And I'll talk a little bit about some things I think you need 
to do to make them work better in the current circumstances.
    I'm not trying to turn this into a hearing on systemic 
reform. I know you are going to have one on that later on. I 
hope we'll be back to talk to you about it. As you know, we are 
deeply interested in the topic. We do believe that the budget 
process, itself, ought to be outcomes neutral. We think there's 
at least one important step you can take in that direction as 
you extend the caps and the PAYGO provisions in the BEA.
    With respect to PAYGO, the current act is ambiguous, to say 
the least. We think that the budget resolution ought to specify 
each year the amount is to be available for tax cuts or 
entitlement increases or whatever. You can bifurcate, i.e., 
separate spending increases and tax cuts, if you want.
    Any amounts over that, any bills that would use up 
surpluses beyond those amounts should be subject to old-
fashioned PAYGO enforcement. Congress and the President should 
be required to raise the money or cut other entitlements to 
offset those amounts. If you don't do that you ought to have 
sequesters.
    One thing you ought to do is that you ought to live in a 
more realistic world. Once you do, you ought to let the 
sequesters happen if you don't stay within the limits that you 
impose.
    This would work better if you had a joint budget resolution 
because it would formally bring the President into the process. 
It should surprise nobody here that a joint budget resolution 
is our top priority in terms of budget process reform. We 
continue to believe that, so long as the two policy branches of 
Government fail to agree on one budget, the country really 
doesn't have a budget at all.
    The approach we suggest offers an acceptable short-term 
fix--that it is a mechanism for you to resolve the dilemma that 
exists under the PAYGO rules today. Under current rules either 
all of the on-budget surplus is available or none is available, 
and it is a political issue.
    Frankly, Mr. Spratt, this approach could deal with your 
concern about expiring tax provisions, as well. These are 
political issues. The politicians settle them. You ought to 
spell out, when you adopt the budget resolution, what is going 
to count for PAYGO and what isn't and how much you've got 
available for tax cuts and/or entitlement increases. Anything 
beyond that ought to be subject to PAYGO provisions.
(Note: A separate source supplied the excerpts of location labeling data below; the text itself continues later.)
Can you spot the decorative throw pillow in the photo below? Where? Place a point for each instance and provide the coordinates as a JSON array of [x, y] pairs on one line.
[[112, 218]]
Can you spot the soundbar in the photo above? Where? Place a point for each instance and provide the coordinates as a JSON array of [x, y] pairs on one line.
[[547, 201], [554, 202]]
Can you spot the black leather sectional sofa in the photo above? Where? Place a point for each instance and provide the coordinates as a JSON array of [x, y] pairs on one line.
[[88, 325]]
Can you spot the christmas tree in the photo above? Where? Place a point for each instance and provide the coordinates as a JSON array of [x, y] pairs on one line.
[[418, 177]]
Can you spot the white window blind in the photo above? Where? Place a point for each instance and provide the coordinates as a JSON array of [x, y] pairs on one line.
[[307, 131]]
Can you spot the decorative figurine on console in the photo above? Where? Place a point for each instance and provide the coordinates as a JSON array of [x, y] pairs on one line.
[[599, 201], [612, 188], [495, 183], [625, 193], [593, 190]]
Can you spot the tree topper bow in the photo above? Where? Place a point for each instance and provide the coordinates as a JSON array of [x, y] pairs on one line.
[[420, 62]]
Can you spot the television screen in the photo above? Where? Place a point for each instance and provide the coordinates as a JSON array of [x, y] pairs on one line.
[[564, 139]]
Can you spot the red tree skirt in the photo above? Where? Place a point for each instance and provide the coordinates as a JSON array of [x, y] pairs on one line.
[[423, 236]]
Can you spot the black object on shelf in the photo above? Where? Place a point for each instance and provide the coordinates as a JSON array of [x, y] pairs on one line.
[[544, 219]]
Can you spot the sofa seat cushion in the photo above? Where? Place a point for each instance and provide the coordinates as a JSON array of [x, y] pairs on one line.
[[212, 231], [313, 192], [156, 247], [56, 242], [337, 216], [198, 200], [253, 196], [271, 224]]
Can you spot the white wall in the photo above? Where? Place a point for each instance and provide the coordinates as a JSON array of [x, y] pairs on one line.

    I can't think of a better way to do that than to give the 
politicians the job. You guys and gals have the election 
certificates on the wall. It is not only your job, it is the 
only practical way to enforce the budget.
    Writing arbitrary rules, trying to determine outcomes in 
your process, only makes your burden in enforcing the budget 
much more difficult than it needs to be.
    That also brings me to the issue of caps. Unlike much of 
what you've read recently, that the discretionary caps have 
proven to be surprisingly effective so long as they have been 
reasonable--that is to say, viewed as reasonable--and within 
the first few years after they are enacted. The longer you go 
or the more unrealistic they are viewed as being, the less 
effective that they are.
    You should amend and extend the discretionary caps as soon 
as possible. One of the most important messages we have for you 
today is that we would strongly urge you, Mr. Nussle and Mr. 
Spratt, Mr. Domenici, Mr. Conrad, and whomever else you need to 
get in a room to get there as quick as you can and agree on 
what you think are the right caps, at least for the balance of 
this Congress--I would like to see it the caps at least a year 
beyond that--and write them into law.
    It probably doesn't surprise anybody here: I think the 
Government somehow, some way, probably could get by on $661 
billion in new budget authority next year. But it isn't for me 
to say. It is important that you arrive at numbers that you can 
live with.
    You might as well get together, get on the floor of the 
House and Senate, have a debate about how much is too much. The 
sooner you do it, the less money we are going to spend.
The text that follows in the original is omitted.